2011 IEEE International Symposium on Parallel and Distributed Processing Workshops and Phd Forum (2011)
Anchorage, Alaska USA
May 16, 2011 to May 20, 2011
Cloud computing technologies play an increasingly important role in realizing data-intensive applications by offering a virtualized compute and storage infrastructure that can scale on demand. A programming model that has gained a lot of interest in this context is MapReduce, which simplifies processing of large-scale distributed data volumes, usually on top of a distributed file system layer. In this paper we report on a self-configuring adaptive framework for developing and optimizing data-intensive scientific applications on top of Cloud and Grid computing technologies and the Hadoop framework. Our framework relies on a MAPE-K loop, known from autonomic computing, for optimizing the configuration of data-intensive applications at three abstraction layers: the application layer, the MapReduce layer, and the resource layer. By evaluating monitored resources, the framework configures the layers and allocates the resources on a per job basis. The evaluation of configurations relies on historic data and a utility function that ranks different configurations regarding to the arising costs. The optimization framework has been integrated in the Vienna Grid Environment (VGE), a service-oriented application development environment for providing applications on HPC systems, clusters and Clouds as services.
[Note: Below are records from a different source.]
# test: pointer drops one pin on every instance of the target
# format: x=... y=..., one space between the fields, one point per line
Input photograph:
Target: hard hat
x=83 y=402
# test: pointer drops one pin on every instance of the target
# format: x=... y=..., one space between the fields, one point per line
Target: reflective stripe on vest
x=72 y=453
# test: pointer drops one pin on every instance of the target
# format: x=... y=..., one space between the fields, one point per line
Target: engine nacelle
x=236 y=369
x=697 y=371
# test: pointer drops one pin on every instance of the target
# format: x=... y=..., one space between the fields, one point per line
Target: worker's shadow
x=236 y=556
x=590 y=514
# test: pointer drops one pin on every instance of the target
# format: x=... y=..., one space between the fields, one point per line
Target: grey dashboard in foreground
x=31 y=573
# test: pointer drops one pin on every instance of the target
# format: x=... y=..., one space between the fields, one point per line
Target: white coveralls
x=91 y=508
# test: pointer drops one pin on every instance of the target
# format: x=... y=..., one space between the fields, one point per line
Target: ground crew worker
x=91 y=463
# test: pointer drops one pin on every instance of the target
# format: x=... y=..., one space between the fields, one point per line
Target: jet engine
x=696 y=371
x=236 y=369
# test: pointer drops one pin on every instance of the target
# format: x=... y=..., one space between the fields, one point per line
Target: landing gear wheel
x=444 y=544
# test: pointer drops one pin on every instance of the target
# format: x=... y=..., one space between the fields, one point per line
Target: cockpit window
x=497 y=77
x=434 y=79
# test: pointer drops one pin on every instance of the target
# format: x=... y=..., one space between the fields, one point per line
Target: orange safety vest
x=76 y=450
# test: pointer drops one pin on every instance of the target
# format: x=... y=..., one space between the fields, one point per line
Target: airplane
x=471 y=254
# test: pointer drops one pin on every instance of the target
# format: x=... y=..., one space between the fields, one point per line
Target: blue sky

An experimental evaluation of our framework has been undertaken with a data-analysis application from the field of molecular systems biology.
Y. Kaniovskyi, S. Benkner and M. Koehler, "An Adaptive Framework for the Execution of Data-Intensive MapReduce Applications in the Cloud," 2011 IEEE International Symposium on Parallel and Distributed Processing Workshops and Phd Forum(IPDPSW), Anchorage, Alaska USA, 2011, pp. 1122-1131.